I am not sure what you are asking. Are you asking what we think makes a good network? Because if so, I believe we answered it. Here is a list of importance for a good network:
As you can see there isn't much more to a good network than the top 3. If it's online, safe, and fast then anything is else is not important IMO.
@KuJoe +1
Wouldn't you check for routing or something? If it's a 1Gbps line, is downloading at 55M/sec from cachefly fine?
routes.
Peers ? Who your network peers with and as @William said routes, better routes will lead to lower pings and well a better network
Consistently decent speed with this: http://freevps.us/downloads/bench.sh
It's a pretty balanced script.
@jarland not really, i have a feeling some of the servers this scripts downloads from are too slow/overloaded - at least this is my observations when running this script from multiple different locations.
They aren't great but that's generally why I think it's balanced. I expect 15-20mbit minimum from that. Anything less generally points out a bad route on the server end in my experience.

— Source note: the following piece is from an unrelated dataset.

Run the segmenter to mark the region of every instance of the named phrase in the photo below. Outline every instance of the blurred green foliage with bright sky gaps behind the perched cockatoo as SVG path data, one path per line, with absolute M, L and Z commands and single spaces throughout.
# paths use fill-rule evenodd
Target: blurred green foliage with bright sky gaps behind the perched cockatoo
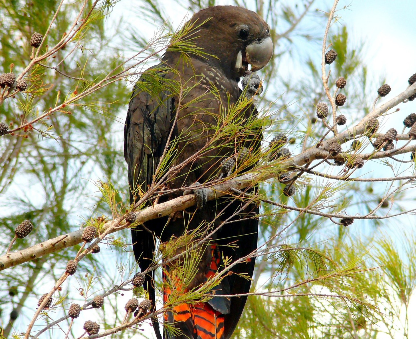
M 0 0 L 1 72 L 10 72 L 10 64 L 14 64 L 12 71 L 15 74 L 25 68 L 29 62 L 32 33 L 46 32 L 58 4 L 56 0 Z M 188 9 L 190 13 L 215 4 L 213 0 L 169 2 L 170 6 Z M 288 3 L 235 0 L 231 4 L 257 11 L 271 26 L 275 55 L 262 70 L 267 91 L 261 101 L 261 114 L 272 114 L 275 124 L 265 131 L 265 139 L 270 140 L 273 131 L 285 131 L 290 136 L 290 150 L 299 153 L 316 143 L 325 131 L 322 122 L 315 117 L 315 107 L 319 101 L 327 101 L 322 87 L 320 55 L 326 12 L 332 4 L 328 3 L 320 11 L 313 7 L 314 1 L 305 0 Z M 87 7 L 90 5 L 91 2 Z M 47 37 L 49 45 L 60 40 L 80 3 L 67 1 L 62 6 Z M 33 69 L 27 76 L 32 86 L 31 94 L 18 93 L 14 99 L 7 99 L 0 106 L 1 121 L 16 127 L 22 119 L 29 119 L 37 111 L 47 111 L 55 106 L 57 97 L 71 95 L 82 89 L 86 82 L 96 81 L 141 48 L 147 50 L 138 59 L 151 53 L 153 49 L 147 42 L 155 29 L 168 32 L 178 26 L 178 22 L 171 21 L 174 15 L 168 11 L 166 3 L 157 0 L 134 1 L 138 23 L 135 27 L 124 22 L 123 10 L 117 10 L 118 6 L 123 7 L 123 2 L 107 0 L 100 6 L 99 15 L 90 22 L 88 30 L 83 31 L 80 46 L 59 65 L 60 72 L 45 67 Z M 333 90 L 334 82 L 340 76 L 347 79 L 347 87 L 343 90 L 347 104 L 342 107 L 342 113 L 348 117 L 347 126 L 351 126 L 353 121 L 368 113 L 382 79 L 367 79 L 366 65 L 360 58 L 364 43 L 349 40 L 345 23 L 332 25 L 328 42 L 338 53 L 330 67 L 329 86 Z M 57 53 L 57 59 L 71 48 L 65 46 Z M 53 60 L 45 64 L 48 62 L 53 64 Z M 156 63 L 156 58 L 149 60 L 148 65 L 152 63 Z M 290 76 L 287 69 L 297 76 Z M 411 72 L 410 69 L 409 74 Z M 136 79 L 132 76 L 131 83 Z M 128 192 L 122 130 L 131 83 L 114 82 L 94 92 L 71 106 L 70 115 L 52 114 L 45 123 L 36 125 L 36 130 L 27 133 L 27 138 L 10 135 L 0 138 L 2 252 L 5 252 L 16 225 L 25 219 L 33 223 L 35 230 L 27 238 L 17 240 L 12 250 L 76 230 L 94 216 L 111 218 L 111 211 L 101 203 L 102 196 L 94 182 L 108 181 L 117 192 Z M 368 145 L 367 141 L 363 147 Z M 374 168 L 379 168 L 381 163 L 374 161 Z M 330 166 L 323 164 L 319 170 L 325 172 L 328 168 Z M 341 169 L 339 167 L 337 171 Z M 368 168 L 356 173 L 357 176 L 374 175 L 368 174 Z M 334 183 L 308 175 L 299 182 L 297 194 L 291 199 L 281 194 L 280 183 L 264 184 L 260 193 L 299 207 L 312 201 L 318 201 L 322 206 L 334 205 L 334 209 L 340 210 L 348 206 L 349 214 L 368 213 L 386 193 L 386 183 Z M 409 196 L 397 193 L 394 199 L 391 212 L 403 210 L 401 200 L 409 199 Z M 126 203 L 124 194 L 117 193 L 116 201 Z M 387 203 L 382 207 L 381 213 L 385 213 L 390 205 Z M 397 244 L 390 239 L 388 228 L 384 233 L 379 231 L 381 222 L 362 221 L 360 225 L 364 231 L 360 232 L 359 228 L 344 228 L 326 218 L 309 214 L 297 216 L 267 204 L 262 205 L 262 213 L 259 243 L 268 242 L 268 246 L 277 249 L 289 246 L 285 247 L 288 254 L 287 257 L 264 255 L 258 259 L 253 291 L 259 295 L 248 298 L 234 337 L 408 337 L 407 310 L 416 284 L 414 235 L 404 234 L 403 239 L 407 240 Z M 293 225 L 281 233 L 283 225 L 294 220 Z M 270 240 L 270 236 L 275 237 Z M 137 270 L 130 247 L 125 246 L 129 244 L 129 231 L 114 237 L 109 239 L 109 244 L 117 243 L 118 246 L 102 245 L 99 255 L 89 256 L 80 263 L 77 274 L 54 297 L 57 303 L 51 317 L 59 317 L 62 312 L 67 312 L 71 302 L 90 299 L 94 293 L 119 282 L 121 275 L 126 278 L 131 270 Z M 296 247 L 322 251 L 330 260 L 317 269 L 317 258 L 290 250 Z M 74 246 L 0 273 L 1 326 L 5 337 L 25 330 L 37 299 L 52 287 L 67 260 L 72 259 L 78 249 Z M 322 277 L 325 270 L 336 272 L 354 267 L 363 272 L 313 281 L 314 277 Z M 378 268 L 369 270 L 372 267 Z M 92 282 L 88 283 L 89 278 L 84 274 L 94 276 Z M 293 287 L 305 281 L 307 283 Z M 84 295 L 80 295 L 79 288 L 84 288 Z M 281 292 L 274 297 L 260 295 L 270 291 Z M 356 299 L 330 297 L 334 294 Z M 124 301 L 123 296 L 115 294 L 106 299 L 104 308 L 98 313 L 90 314 L 95 315 L 102 329 L 114 327 L 123 316 Z M 378 308 L 373 309 L 372 305 Z M 72 329 L 77 331 L 77 327 Z M 53 337 L 53 332 L 45 335 Z M 117 338 L 140 336 L 152 337 L 151 328 L 146 327 L 145 331 L 129 329 L 112 335 Z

Yes but 15-20 mbits is very limiting. The server you are testing could be much faster, and the result is limited by the slow test targets.
How to test a network...
It depends on what I am intending with that location. If it is to serve a local geography like say a few US states, then I determine peering of the provider and I look at the dominant consumer facing bandwidth providers as well as prominent cable operator and traditional phone company.
Perform a bunch of traceroutes, mtr, ping, etc. to points within their respective networks and ideally also get some speedtest files up on a clean unused pipe of equal or larger size. Test that and repeat for a few days at all sorts of times.
Beyond that on the larger scale, the same mentality prevails. I try to break off small areas for nodes/servers/VPSes to address.
It is VERY hard to find any provider (especially in the United States) that is going to have low latency as well as throughput to much of the country unless you are dealing with two locations on their same network (which typically won't prove true and low latency and high throughput to end users --- unless they are on same network or directly peered with non subscribed bandwidth).
Other than uptime I really want a network with really low pings, consistently fast network speeds, and no packet loss.
I don't check routing unless there's a problem. Also, how exactly do you check the routing information for a network you don't have access to?
Just because you have a 1Gbps line doesn't mean you won't hit a bottleneck outside of your network. If it's downloading at 55MB/s and I only need 1MB/s for my VPN then I could care less.
The other thing I really look for especially is the presence of HE and Cogent in the traceroutes.
Find that many providers like these two companies due to historically low pricing. As a result, they load those pipes up and stomp on things with QoS. Meaning throughput often sucks.
Run into this exact situation every day.
IN all fairness, impossible typically to say if the originating side is full or if the end destination over the Cogent or HE has the congestion problem.
Yes, possible to experience this with other transit providers, but happens far less.